--spoiler--
aslında çağan ırmak'a dair tüm önyargılarımı, kurallarımı zırh alıp geçtim sinema salonuna.
her zamanki gibi bir film.
alışıldık başlangıçlar, erkek kızı kovalar, kız önce kaçar, sonra onaylar.
tanıdık son olacaktı muhtemelen, heyecansızdı. durağandı. yavandı.
ve belki de zaman kaybıydı.
ama öyle olmadı,
birden saptı bambaşka yerlere, hikaye kendini unuttu, bana da unutturdu. değişti.
bilindik beklentilere isyan etti.
dingin ama huzursuz yeni bir hikaye doğurdu.
aslı hikaye de değildi.
masaldı.
masalları sevmeyen yoktur. yetişkinlerin de masalları vardır çocuklarınkilerden daha çocuk. bir vardır, bir yoktur. hep aşktır. hep aşıktır. belki mutsuzdur, belki değildir ama sonunu kendi yaratır yalnızca.
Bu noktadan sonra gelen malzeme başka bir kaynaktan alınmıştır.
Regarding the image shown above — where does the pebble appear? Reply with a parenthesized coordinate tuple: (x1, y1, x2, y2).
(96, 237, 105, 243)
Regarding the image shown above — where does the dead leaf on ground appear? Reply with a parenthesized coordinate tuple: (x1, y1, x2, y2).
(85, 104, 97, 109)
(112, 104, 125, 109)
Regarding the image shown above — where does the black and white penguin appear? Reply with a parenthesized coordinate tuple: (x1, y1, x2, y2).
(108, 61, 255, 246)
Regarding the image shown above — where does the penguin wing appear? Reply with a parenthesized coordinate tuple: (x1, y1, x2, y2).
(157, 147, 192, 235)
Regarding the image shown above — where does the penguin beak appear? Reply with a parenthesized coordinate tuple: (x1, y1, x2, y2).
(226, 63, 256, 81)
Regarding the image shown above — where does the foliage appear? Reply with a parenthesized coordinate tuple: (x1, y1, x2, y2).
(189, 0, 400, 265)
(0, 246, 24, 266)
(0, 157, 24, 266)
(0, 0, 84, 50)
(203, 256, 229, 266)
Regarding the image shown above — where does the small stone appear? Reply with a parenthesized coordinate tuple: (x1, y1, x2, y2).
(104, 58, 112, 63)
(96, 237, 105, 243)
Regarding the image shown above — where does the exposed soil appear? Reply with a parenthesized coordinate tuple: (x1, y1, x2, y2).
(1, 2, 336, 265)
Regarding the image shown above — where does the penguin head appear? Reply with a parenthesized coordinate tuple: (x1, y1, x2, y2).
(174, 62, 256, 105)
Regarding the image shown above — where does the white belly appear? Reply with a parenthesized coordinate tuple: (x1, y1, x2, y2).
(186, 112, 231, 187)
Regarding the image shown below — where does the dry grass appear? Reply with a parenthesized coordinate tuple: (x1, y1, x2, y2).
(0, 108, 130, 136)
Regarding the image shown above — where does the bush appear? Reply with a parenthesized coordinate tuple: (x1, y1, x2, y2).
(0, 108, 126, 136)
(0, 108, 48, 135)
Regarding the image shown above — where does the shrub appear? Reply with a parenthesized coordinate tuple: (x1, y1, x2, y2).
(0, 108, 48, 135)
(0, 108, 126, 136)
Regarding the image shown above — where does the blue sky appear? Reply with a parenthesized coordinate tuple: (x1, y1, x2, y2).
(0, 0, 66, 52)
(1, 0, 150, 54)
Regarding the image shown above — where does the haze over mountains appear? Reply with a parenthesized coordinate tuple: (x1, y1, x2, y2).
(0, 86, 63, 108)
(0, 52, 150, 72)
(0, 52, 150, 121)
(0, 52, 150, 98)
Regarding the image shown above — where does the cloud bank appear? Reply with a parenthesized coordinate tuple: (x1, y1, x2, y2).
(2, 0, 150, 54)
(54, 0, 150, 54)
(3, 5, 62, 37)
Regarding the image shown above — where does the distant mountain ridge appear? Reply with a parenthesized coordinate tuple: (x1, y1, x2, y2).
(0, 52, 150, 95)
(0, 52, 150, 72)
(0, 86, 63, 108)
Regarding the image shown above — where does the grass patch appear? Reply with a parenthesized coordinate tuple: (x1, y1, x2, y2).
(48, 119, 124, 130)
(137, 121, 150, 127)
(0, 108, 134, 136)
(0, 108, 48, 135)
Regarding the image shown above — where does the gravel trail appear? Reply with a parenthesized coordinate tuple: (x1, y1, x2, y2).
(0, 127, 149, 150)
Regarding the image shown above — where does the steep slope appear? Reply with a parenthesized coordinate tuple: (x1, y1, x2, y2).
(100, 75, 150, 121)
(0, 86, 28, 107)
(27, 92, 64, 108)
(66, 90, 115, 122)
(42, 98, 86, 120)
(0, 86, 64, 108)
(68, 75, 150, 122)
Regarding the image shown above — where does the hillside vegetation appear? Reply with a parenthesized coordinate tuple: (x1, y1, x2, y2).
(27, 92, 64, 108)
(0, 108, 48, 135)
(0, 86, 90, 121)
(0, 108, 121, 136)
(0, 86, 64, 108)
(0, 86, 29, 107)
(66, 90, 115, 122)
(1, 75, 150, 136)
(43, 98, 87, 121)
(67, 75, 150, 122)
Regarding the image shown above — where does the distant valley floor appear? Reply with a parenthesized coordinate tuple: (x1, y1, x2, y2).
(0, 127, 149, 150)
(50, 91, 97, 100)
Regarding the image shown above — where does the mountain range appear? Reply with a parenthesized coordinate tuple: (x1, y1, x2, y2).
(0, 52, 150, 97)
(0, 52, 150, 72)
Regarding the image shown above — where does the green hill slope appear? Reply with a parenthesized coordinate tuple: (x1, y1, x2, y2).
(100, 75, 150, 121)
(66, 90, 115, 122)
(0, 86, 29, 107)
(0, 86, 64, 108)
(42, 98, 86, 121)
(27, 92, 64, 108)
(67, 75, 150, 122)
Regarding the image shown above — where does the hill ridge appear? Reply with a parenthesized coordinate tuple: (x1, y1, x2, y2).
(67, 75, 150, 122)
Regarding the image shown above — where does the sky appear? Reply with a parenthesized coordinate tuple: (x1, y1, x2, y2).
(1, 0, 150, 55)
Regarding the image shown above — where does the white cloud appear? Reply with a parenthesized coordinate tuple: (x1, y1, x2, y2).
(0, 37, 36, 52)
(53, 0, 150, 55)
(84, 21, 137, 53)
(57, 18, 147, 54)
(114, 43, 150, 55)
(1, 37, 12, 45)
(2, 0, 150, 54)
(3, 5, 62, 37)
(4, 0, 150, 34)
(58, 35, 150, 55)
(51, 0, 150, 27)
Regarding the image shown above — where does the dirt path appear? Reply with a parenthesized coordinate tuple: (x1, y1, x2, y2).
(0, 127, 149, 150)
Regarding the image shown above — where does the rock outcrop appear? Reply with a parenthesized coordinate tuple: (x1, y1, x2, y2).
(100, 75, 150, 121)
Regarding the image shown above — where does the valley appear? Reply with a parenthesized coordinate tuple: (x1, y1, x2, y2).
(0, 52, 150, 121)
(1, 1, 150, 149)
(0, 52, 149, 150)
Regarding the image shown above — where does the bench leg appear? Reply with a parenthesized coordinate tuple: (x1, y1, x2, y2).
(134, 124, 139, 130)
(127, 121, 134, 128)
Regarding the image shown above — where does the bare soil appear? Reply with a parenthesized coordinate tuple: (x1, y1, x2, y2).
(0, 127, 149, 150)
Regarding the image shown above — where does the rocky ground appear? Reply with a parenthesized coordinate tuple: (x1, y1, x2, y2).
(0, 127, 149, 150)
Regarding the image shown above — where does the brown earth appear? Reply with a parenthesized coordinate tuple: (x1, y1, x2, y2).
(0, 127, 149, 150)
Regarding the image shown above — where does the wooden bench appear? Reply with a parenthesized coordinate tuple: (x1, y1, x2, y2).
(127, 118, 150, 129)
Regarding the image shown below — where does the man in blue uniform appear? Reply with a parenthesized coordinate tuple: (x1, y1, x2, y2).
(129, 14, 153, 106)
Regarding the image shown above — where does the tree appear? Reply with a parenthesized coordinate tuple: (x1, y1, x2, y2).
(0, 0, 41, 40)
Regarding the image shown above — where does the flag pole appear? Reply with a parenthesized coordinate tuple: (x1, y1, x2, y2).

içsesine karışır kelimelerin, gördüklerin de hayallerine. bir film kuralsızca o zaman dokunur.
dün akşam bunu anladım. her aşk kendi masalını yaratır, bizi de kaf dağının ardına anka kuşlarına bırakır, başka aşıkların dünyalarına doğru yol alır.
ıssızlık bundandır.
bundan olsa gerek sarsıcıdır.
--spoiler--
ve bir film beşinci haftasında bile gişelerde kuyruklar oluşturuyor, sinema salonlarında sandalye üzerinde bile bunun rahatsızlığı hiç düşünülmeden izleniyorsa ve hakkında neredeyse 3oo küsür entryi hakediyorsa herhalde başarısız olduğu söylenemez. içinde yarım kalan birşeyler taşıyan herkesin kulağına fısıldayacak birkaç cümlesi olan derin bir film.
edit : müziğiyle mekanlarıyla karakterleriyle sanatsal olan bu filmin beğenilmemesinin tek sebebi, hitap ettiği kitlenin yani türk insanın algıları üzerinde bir film olmasıdır. bunu bilir, bunu söylerim.